Puis, Jack porta son regard sur Boston. De nombreuses colonnes de fumées, blanches et noirs, s'échappaient de la ville. Même à cette distance, il était possible d’apercevoir les dégâts aux gratte-ciels, notamment ceux renversés. Le titan, en revanche, avait disparu.

Étais-ce à cela que le reste du pays ressemblerait d'ici quelques années ? Non. Pas si Jack pouvait l'empêcher.


Il prit son téléphone et appela son père. La sonnerie ne dura que quelques secondes, puis l'image de ses deux parents apparut sur l'écran.


- Jack ! S'exclama sa mère. Est-ce que tu vas bien ?! Nous avons eu si peur pour toi !


- Je...je suis juste blessé, maman. Mon nom n'est pas apparu dans la liste des morts au combat, non ?


- Non, répondit son père, plus calme. Mais tu sais que ces listes ne sont pas totalement fiables. C'est plus rassurant d'avoir un appel de ta part.


- Blessé gravement ? demanda sa mère.


- Assez, répondit honnêtement Jack. Je vais être hors combat pour deux semaines au minimum. Mais on m’a assuré qu'il n'y aura pas de séquelle.


Un peu rassuré, sa mère hocha la tête.


- Papa, reprit Jack. Je...je suis désolé. Je ne vais pas pouvoir tenir ma promesse.


- Je sais, fiston, répondit Morrison Senior.


Il paraissait...apaisé. Un peu triste tout de même.
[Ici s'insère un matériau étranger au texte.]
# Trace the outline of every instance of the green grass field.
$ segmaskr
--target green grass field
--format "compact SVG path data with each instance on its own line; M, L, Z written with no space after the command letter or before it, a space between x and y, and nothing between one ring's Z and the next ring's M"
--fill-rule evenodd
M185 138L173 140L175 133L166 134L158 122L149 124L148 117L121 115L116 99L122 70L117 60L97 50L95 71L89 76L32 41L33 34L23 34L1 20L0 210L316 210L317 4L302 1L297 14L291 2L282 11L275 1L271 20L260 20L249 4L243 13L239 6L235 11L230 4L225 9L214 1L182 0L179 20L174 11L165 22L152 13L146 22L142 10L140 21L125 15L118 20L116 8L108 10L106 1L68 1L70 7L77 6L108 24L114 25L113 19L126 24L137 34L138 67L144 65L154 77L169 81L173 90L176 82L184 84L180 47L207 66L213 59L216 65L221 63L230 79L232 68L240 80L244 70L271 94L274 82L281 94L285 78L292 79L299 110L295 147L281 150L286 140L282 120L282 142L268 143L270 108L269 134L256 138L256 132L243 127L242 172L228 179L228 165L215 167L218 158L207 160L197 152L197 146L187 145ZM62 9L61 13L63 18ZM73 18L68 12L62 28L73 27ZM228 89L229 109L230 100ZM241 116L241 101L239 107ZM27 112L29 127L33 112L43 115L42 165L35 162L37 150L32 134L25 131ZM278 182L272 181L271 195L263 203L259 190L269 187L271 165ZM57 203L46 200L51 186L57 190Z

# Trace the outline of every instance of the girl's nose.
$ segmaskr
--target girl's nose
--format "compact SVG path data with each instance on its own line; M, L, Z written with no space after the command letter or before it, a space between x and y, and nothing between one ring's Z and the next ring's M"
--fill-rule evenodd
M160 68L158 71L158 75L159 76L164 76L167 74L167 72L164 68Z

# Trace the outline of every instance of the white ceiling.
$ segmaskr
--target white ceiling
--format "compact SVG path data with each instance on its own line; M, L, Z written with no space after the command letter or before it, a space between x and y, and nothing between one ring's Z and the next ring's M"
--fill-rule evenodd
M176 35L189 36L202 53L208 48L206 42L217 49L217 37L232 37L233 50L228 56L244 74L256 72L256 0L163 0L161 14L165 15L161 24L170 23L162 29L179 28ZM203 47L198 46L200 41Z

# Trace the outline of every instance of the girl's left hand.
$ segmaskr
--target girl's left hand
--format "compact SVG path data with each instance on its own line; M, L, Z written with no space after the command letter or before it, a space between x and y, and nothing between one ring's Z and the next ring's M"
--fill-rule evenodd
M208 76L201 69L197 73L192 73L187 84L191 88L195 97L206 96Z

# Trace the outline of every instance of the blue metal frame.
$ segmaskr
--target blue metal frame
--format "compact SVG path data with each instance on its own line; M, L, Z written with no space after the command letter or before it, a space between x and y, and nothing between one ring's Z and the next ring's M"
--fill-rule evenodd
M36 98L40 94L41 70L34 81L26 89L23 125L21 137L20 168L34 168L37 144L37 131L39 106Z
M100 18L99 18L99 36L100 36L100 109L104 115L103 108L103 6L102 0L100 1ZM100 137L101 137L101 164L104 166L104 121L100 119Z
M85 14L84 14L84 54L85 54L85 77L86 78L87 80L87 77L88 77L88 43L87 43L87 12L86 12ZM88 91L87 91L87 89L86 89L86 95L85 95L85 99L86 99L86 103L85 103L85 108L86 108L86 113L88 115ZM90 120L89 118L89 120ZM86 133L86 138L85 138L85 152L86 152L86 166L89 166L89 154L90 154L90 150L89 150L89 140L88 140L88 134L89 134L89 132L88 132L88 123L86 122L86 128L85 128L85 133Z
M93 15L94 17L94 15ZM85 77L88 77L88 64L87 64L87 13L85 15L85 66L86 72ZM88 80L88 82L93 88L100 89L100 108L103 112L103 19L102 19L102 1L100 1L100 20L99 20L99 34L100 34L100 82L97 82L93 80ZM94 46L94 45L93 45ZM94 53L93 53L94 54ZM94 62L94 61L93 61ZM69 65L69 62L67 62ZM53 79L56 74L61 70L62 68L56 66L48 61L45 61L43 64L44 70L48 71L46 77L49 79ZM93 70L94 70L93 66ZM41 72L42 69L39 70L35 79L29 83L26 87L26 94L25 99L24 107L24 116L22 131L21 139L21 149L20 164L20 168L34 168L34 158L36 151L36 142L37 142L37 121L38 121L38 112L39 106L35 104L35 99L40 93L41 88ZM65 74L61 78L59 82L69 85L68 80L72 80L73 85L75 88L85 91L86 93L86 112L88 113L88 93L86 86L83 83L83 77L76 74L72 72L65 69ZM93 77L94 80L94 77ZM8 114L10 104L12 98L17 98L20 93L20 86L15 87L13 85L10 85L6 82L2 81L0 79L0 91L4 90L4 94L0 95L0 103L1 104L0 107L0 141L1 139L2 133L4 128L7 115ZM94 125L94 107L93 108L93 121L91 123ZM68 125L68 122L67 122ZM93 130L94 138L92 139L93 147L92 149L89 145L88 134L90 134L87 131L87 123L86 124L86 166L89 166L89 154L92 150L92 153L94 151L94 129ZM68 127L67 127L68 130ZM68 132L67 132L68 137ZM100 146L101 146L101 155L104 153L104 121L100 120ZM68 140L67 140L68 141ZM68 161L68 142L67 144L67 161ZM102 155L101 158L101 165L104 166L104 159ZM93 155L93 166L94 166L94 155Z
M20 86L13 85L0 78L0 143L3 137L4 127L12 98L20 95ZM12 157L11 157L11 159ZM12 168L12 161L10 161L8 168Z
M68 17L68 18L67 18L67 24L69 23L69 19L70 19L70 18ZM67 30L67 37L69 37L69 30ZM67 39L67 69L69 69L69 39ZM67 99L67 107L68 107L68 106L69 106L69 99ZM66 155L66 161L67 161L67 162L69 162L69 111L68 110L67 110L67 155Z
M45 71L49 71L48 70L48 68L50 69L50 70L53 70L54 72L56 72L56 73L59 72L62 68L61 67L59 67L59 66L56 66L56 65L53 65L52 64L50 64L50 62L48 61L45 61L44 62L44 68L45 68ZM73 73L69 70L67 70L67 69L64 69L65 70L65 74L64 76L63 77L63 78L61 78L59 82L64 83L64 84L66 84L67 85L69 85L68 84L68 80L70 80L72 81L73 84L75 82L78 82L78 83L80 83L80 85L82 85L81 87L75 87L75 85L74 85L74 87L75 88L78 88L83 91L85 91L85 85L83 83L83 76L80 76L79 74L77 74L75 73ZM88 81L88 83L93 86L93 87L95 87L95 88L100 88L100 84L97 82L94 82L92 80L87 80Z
Mais bien moi qu'avant.

Comme pour moi, il n'a plus à faire un choix et à en assumer les conséquences, comprit Jack. La présidente a choisi à sa place. A notre place.


- Enfin, ce n'est que reporté, reprit son père. Ton service est prolongé mais il prendra sûrement fin un jour.


Son ton paraissait presque convaincu.


- Sans doute, ajouta Jack.


- Nous verrons alors ce qu'il en est à ce moment-là, ajouta sa mère, d'une voix très prudente.


- Oui, dit Morrison Senior. Oui…


Ils discutèrent ensuite de chose plus badine pendant une dizaine de minute. Puis, ils durent s'arrêter. Les parents de Jack avait du travail.

Le jeune capitaine resta donc assis, à regarder le paysage en attendant que l'infirmier revienne.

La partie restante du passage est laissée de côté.